Parents who earn more than £100,000 face 'absurd' £20,000 tax-trap

Parents who earn more than £100,000 face ‘absurd’ £20,000 tax-trap on childcare costs

  • Entitlement to 30 hours a week of free childcare will apply to children aged from nine months to four years
  • If one parent has a taxable income of over £100,000 a year, they are not eligible

Jeremy Hunt is under pressure to rethink an ‘absurd’ tax-trap in his free childcare scheme.

Parents earning more than £100,000 face a hit to their income of up to £20,000, with the Institute for Fiscal Studies yesterday giving a withering assessment of the cliff-edge. 

It said the move provides a ‘massive incentive’ for working parents to cap their earnings.

Mr Hunt announced in his Budget on Wednesday that the entitlement to 30 hours a week of free childcare will apply to children aged from nine months to four years from September 2025. 

But if just one parent has a taxable income of more than £100,000 a year, they are not eligible for the policy. The Chancellor is understood to be resisting pressure to look again at the threshold, which has not been adjusted to keep pace with rising wages.

Visit: Jeremy Hunt meets children at Busy Bees nursery, south London

Treasury officials believe that with limited money at their disposal, it was better to target the extended support at less well-paid working families. 

But the IFS has warned that the ‘distortions’ the cliff-edge will create are ‘among the most severe you will ever see within a tax and benefit system’.

A parent with a one and two-year old in England, paying an hourly rate for 40 hours a week of childcare, could see their disposable income fall by £14,500 if their pre-tax pay crosses £100,000, it said.

That would mean a parent earning £130,000 a year would be worse off than one earning £99,900, according to the IFS’s analysis. 

It said for those with higher childcare costs, ‘the distortions are even more absurd’. And in London, a similar parent, using 50 hours per week, would see a £20,000 fall in disposable income when their pre-tax earnings cross £100,000.

Parents would ‘inevitably’ increase their pension contributions to avoid the issue, the IFS said.

Robert Joyce, deputy director of IFS, said: ‘The 30-hour offer is, together with tax-free childcare, removed in its entirety when earnings reach £100,000. This means that high earning parents can be worse off overall even after a pay rise of tens of thousands of pounds, especially in high-cost areas and where they have two or more pre-school children.’

Mr Hunt has pledged to increase the funding paid to nurseries to provide 30 hours a week of free childcare. But while the hourly rate will go from £6 to £8 per hour for two-year-olds, the rise for three and four-year-olds is much smaller – up from £5.29 to around £5.50.

The entitlement to 30 hours a week of free childcare will apply to children aged from nine months to four years from September 2025

Neil Leitch, chief executive of the Early Years Alliance, which represents 14,000 childcare providers, said: ‘We all know the early years sector is in desperate need of more funding. 

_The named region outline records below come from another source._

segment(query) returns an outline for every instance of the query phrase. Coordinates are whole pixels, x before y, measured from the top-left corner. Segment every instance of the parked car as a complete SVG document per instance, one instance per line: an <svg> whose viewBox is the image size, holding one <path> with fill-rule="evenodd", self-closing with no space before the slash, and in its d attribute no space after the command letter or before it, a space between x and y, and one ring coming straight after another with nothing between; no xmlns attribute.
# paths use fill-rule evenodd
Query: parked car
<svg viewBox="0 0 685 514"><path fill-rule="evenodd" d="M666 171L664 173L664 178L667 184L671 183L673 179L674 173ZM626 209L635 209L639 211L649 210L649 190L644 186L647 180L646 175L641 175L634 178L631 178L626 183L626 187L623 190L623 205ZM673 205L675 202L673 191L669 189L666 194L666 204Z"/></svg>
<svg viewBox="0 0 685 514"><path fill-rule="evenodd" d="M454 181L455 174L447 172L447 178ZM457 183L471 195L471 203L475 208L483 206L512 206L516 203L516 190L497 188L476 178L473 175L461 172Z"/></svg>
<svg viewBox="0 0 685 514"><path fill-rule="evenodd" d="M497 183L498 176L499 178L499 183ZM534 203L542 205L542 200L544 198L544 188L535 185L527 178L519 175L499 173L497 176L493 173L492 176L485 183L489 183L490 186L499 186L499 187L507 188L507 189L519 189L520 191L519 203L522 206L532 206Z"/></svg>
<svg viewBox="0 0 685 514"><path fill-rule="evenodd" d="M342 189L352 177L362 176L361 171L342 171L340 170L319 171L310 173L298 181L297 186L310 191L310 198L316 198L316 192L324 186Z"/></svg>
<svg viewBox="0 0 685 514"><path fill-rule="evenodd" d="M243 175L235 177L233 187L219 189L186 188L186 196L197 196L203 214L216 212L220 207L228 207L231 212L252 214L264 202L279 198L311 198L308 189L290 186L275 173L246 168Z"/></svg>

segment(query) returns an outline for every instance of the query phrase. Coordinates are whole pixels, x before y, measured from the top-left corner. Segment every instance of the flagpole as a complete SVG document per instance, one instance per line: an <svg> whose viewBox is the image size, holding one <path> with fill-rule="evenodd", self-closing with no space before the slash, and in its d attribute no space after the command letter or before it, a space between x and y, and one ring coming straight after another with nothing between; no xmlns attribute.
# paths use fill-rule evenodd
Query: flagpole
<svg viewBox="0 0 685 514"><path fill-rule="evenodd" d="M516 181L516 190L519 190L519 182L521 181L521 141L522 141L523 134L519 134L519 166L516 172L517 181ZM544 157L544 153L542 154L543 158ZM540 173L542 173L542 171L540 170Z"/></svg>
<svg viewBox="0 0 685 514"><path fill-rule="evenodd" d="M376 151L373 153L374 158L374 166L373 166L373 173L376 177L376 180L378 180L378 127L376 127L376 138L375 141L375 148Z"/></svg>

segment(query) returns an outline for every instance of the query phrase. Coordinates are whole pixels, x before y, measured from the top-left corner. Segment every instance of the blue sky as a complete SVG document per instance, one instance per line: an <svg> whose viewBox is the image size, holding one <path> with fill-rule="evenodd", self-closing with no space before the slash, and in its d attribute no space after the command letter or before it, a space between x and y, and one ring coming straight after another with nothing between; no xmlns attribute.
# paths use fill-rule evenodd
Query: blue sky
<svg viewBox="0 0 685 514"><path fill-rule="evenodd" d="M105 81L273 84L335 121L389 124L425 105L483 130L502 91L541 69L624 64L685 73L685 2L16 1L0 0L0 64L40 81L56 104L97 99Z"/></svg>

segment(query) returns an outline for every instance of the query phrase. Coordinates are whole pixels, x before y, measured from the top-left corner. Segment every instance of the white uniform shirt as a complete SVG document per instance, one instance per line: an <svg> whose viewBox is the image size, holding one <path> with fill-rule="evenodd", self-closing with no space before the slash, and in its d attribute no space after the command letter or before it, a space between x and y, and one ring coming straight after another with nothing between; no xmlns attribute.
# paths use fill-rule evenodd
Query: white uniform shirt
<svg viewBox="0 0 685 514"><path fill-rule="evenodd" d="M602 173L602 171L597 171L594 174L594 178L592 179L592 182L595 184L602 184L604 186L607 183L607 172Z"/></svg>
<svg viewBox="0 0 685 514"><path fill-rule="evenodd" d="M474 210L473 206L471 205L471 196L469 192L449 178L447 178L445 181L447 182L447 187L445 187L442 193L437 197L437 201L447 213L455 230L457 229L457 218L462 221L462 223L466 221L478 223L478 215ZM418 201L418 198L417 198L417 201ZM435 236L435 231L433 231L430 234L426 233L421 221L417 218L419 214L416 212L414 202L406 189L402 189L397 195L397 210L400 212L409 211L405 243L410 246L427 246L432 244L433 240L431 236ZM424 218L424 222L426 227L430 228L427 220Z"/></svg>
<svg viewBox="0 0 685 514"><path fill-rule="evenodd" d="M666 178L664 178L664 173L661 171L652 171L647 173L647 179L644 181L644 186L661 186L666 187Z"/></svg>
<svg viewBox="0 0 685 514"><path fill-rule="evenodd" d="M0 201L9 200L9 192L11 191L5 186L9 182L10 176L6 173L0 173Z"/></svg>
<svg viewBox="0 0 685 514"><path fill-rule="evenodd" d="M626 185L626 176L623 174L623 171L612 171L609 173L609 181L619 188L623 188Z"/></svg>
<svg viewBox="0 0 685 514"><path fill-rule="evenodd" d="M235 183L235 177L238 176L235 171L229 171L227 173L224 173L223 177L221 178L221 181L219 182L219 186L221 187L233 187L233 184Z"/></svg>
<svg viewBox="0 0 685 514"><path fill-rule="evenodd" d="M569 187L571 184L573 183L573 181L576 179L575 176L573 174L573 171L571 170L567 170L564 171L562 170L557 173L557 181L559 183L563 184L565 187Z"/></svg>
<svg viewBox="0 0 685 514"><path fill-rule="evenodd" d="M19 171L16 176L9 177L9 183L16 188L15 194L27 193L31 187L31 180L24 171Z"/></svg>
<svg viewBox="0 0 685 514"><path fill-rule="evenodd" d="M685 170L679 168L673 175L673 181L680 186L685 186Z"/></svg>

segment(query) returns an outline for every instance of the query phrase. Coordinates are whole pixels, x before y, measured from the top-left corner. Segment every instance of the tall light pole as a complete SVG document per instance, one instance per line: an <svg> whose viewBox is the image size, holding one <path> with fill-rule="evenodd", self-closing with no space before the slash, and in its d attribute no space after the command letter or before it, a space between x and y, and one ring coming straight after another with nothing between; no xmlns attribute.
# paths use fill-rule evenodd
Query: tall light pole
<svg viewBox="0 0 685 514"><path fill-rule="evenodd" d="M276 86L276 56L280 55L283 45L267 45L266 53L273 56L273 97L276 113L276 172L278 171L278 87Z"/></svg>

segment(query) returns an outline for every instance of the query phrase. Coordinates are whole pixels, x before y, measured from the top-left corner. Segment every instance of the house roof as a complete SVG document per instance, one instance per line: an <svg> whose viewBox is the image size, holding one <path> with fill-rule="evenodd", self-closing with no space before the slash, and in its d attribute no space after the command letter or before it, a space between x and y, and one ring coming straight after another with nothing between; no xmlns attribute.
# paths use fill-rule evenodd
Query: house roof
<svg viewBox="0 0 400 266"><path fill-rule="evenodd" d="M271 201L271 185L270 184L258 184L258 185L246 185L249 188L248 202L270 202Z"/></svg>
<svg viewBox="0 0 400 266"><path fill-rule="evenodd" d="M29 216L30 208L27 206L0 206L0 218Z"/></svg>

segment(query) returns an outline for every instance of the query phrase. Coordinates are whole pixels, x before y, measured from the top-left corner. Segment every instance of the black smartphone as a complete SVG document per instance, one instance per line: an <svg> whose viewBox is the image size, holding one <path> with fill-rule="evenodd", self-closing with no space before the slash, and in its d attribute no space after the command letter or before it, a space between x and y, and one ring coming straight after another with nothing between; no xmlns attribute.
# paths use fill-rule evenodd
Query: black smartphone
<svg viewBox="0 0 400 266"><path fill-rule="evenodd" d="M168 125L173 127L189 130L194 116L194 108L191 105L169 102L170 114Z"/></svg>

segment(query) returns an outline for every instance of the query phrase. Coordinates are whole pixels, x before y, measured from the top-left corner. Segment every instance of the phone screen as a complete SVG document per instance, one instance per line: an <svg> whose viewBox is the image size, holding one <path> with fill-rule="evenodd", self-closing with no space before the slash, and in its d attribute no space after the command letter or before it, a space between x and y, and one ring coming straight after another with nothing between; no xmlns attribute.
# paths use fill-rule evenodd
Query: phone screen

But the uplift announced in the Budget doesn’t look as though it will come anywhere close to plugging the ever-widening gap between funding and the cost of delivering high-quality early years places.’

He said nurseries, pre-schools and childminders have been forced to grapple with ‘severe underfunding’ for years, which has placed ‘unbearable’ pressure on the sector.

‘This, coupled with a severe recruitment and retention crisis, has meant that providers have been left with no option but to increase fees, limit hours, reduce places and in an increasing number of cases, close completely,’ he added.

‘What’s more, the expansion of the 30-hour offer will heap unsustainable pressure on the sector if it is implemented before necessary infrastructure is in place.’

The Chancellor said extending the 30 hours of free childcare would help parents get back to work.